If I'd try to list all of them, I'd probably run out of blackboard space.. so I just said (BEKK, O-GARCH, DCC, etc). In think only in the last 10 years people have come up with more than a dozen interesting MGARCH models and their extensions. So, I am curious if anyone actually successfully applies them in practice. Forecasting Value at Risk perhaps? Portfolio optimization? CAPM Betas? Something else?

These are the usual implications but they have also been applied to model stock returns, build-in indices. These do a pretty good job in practice and usually the difference is from the assumptions on the var-covar matrix.

I'd be interested to know what sort of step sizes people were using (tick, hour, week, quarter etc.) and how many steps (i.e. the term of the projection)
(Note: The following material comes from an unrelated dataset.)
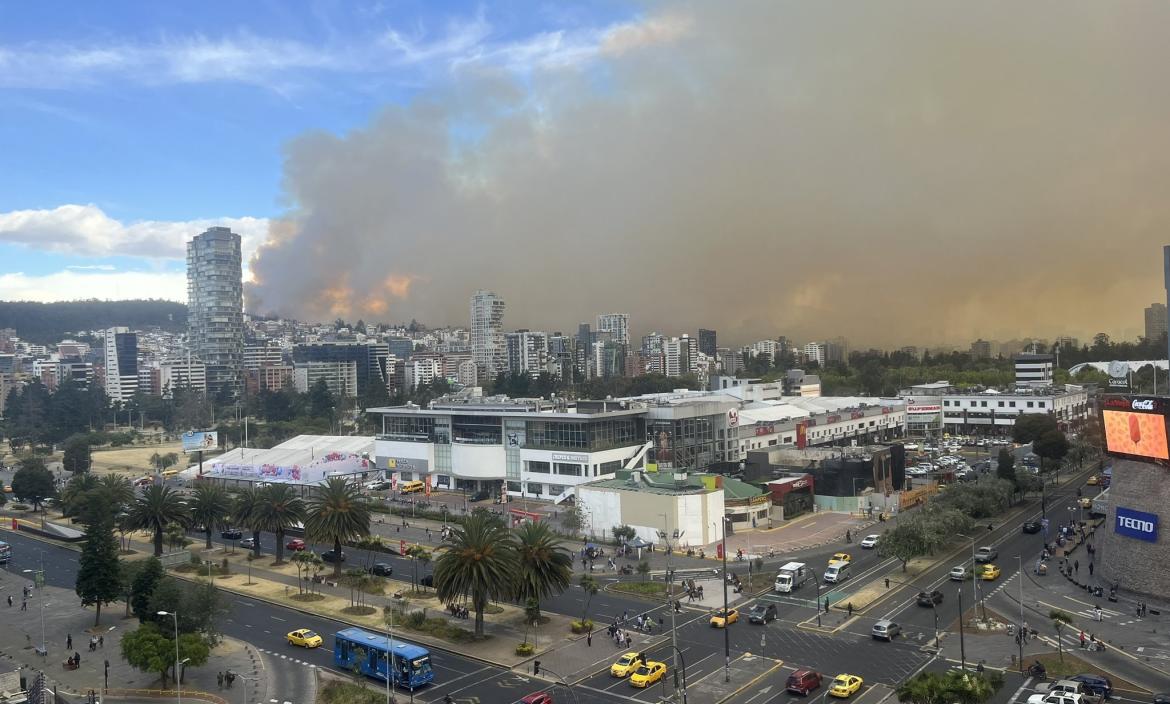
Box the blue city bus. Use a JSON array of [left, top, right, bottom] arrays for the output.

I mostly used DCC and DCC variants with daily observations.

I never used any GARCH models but to me they seem to be inferior to multivariate stochastic volatility models. You can very easily have a Heston type Multidimensional stochastic volatility model in which you could use PCA and work with resulting one dimensional principal components. For example even though you have an asset vector of 120 dimensionss, you could just use ten principle components and multiply their eigenvalues by a common or different stochastic volatility. We can kill the dimensionality by taking projection of 120 dimensional vector on ten eigenvectors that span most of the space in 120 dimensions and then filter each of them. We could then use MLE maximization to calibrate parameters of each principle component to the market data. It is also possible to possible to include negative correlation between stochastic volatility and associated eigenvector. So we have multidimensional simulation, nonlinear filtering and optimization to cope with the problem.I hinted at such a filtering technique in my stochastic basis spreads paper and I will add a lot more about it in the new version of my paper.